Film de science fiction devenu culte, l’Invasion Des Profanateurs De Sépultures, proche de la série B, tient sa force de son intensité et de son originalité.

Comme le film est produit avec peu de moyens, la distribution est, donc, constituée d’acteurs peu connus mais qui se montrent très crédibles ce qui augmentent le côté réaliste du film et donc la puissance du film. On arrive très bien à s’identifier aux personnages grâce à ces interprétations.

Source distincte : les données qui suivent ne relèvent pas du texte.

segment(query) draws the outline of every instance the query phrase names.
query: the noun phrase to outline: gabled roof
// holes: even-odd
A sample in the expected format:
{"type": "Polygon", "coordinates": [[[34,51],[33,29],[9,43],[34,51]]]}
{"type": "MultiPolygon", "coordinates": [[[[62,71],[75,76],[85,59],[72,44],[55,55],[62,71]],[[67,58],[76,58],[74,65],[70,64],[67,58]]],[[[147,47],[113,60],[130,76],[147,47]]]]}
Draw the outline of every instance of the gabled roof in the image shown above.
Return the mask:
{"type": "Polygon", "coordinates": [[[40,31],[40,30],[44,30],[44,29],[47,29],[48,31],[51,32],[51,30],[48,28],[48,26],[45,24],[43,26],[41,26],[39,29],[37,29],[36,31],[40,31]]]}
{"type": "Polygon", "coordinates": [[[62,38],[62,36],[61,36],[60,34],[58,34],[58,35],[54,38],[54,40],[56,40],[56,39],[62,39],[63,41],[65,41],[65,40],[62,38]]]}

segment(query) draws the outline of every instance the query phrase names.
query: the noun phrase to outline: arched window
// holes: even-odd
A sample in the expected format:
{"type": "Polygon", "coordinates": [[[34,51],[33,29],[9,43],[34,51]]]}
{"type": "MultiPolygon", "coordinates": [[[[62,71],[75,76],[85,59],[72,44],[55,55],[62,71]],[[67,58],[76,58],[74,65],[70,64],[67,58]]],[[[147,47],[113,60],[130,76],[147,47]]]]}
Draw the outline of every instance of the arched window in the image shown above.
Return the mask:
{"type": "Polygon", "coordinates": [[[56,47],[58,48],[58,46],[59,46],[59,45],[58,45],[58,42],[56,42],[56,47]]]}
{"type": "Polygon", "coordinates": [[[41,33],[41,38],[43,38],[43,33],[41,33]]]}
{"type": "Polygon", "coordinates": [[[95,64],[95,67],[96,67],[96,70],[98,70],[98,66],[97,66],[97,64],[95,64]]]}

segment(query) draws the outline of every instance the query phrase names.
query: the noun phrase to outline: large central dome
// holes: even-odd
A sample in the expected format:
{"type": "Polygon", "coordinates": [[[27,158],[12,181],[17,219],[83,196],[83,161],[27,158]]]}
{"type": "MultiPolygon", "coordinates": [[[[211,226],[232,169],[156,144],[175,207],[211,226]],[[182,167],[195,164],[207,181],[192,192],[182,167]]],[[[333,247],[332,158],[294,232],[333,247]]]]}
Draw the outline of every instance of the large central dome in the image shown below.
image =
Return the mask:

La réalisation est confiée à Don Siegel, futur mentor de Clint Eastwood,  qui tenait absolument à réaliser ce film. Il choisi déjà une durée assez courte, pour enchaîner les scènes et ne pas créer des temps morts. Il impose une atmosphère angoissante et pesante. Plusieurs scènes sont d’une réalisation remarquable, surtout celle ,où Becky et Miles montent des escaliers menant à une plateforme, filmée en travelling-plongé avec en arrière plan  les  « body snatchers » qui pourchassent les deux protagonistes. Cette scène, est selon moi, celle qui montre le mieux cette intensité perçue durant tout le film. Pour montrer l’émotion des personnages, Siegel utilise de gros plans sur les visages souvent en sueur, notamment dans la scène de la serre où l’intensité, qui va crescendo durant tout le film, est à son paroxysme. L’autre point important est que le sort des personnages est perdu d’avance d’où la fin assez ambigüe mais assez optimiste.

Le scénario est tiré d'un roman de science-fiction américain de Jack Finney paru en 1955 , intitulé L'invasion Des Profanateurs. J’ai été assez marqué par la présentation des angoisses durant la guerre froide et du maccarthysme.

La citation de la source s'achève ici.